Children of Incarcerated Parents Partnership hires first employee

After a decade of tireless work to help an often-forgotten group, the Children of Incarcerated Parents Partnership has done something for the first time: hired a paid employee.

From its founding in 2011 until just a few days ago, the nonprofit was a purely volunteer-based program, said founder and executive director Shari Scher.
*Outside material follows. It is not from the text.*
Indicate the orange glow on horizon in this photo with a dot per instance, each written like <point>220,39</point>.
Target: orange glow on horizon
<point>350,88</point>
But that’s all changing with the hiring of Alli Lanham, who will be working for COIPP in a part-time capacity as a development officer.

According to Scher, COIPP needed some paid employees to ensure its important work can continue to be done. “Executive directors have to be able to look down the road,” Scher said. “And by having paid employees who are committed to different aspects of COIPP, we can have the means — both in money and programs — to sustain us.”

In her capacity at COIPP, Lanham will be working to secure grants necessary for the organization’s continuing success. Lanham was previously employed by the United Way of Frederick County, where she worked as the director of advancement, which is how she met Scher and “immediately fell in love” with COIPP.

“All my work throughout my professional career, which has been about 15 years in the nonprofit sector, has been based around children,” Lanham said. “And that is where my passion is.” Lanham said she initially joined on with COIPP in a contracted position last May, after looking to step away from full-time work for a bit to raise her three young children. That role eventually blossomed into her new part-time position. Lanham said her work in the past, particularly at a children’s charity in New Zealand, helped to instill in her a strong desire to help disadvantaged children. “We provide basic human needs here at COIPP,” Lanham said. “And not only basic human needs, we’re also providing educational opportunities, family bonding opportunities and community building opportunities.”

COIPP’s goal, according to Scher and Lanham, is to provide numerous means of support for the children of parents who have been incarcerated, along with the adults in their lives who take care of those children. Scher said, regardless of the reasons of why a parent is incarcerated, it creates massive financial hardships for a child’s caretakers, whether the caretaker is a now-solo parent or grandparents of the child.

Lanham said COIPP helps through numerous programs, such as offering support groups for children who have gone through the traumatic experience of losing a parent to incarceration, providing scholarships, purchasing educational and enrichment materials like books and sponsoring fun family activities. COIPP also sponsors workshops and classes for parents and caretakers who are navigating the hardships caused by a parent being incarcerated.

Scher said COIPP helped approximately 600 children and caretakers in Frederick County last year. She said COIPP is lucky to have Lanham to continue to help the organization serve children. “We have a lot to learn from her, and she has been a wonderful student of what we do here,” Scher said.

Lanham felt she’s the lucky one. “I feel just as lucky to be joining COIPP, since my heart is in the mission,” she said.

And while it took a decade for COIPP to hire its first employee, Scher said it won’t take nearly as long for the next one; she said she is actively interviewing for a part-time office manager.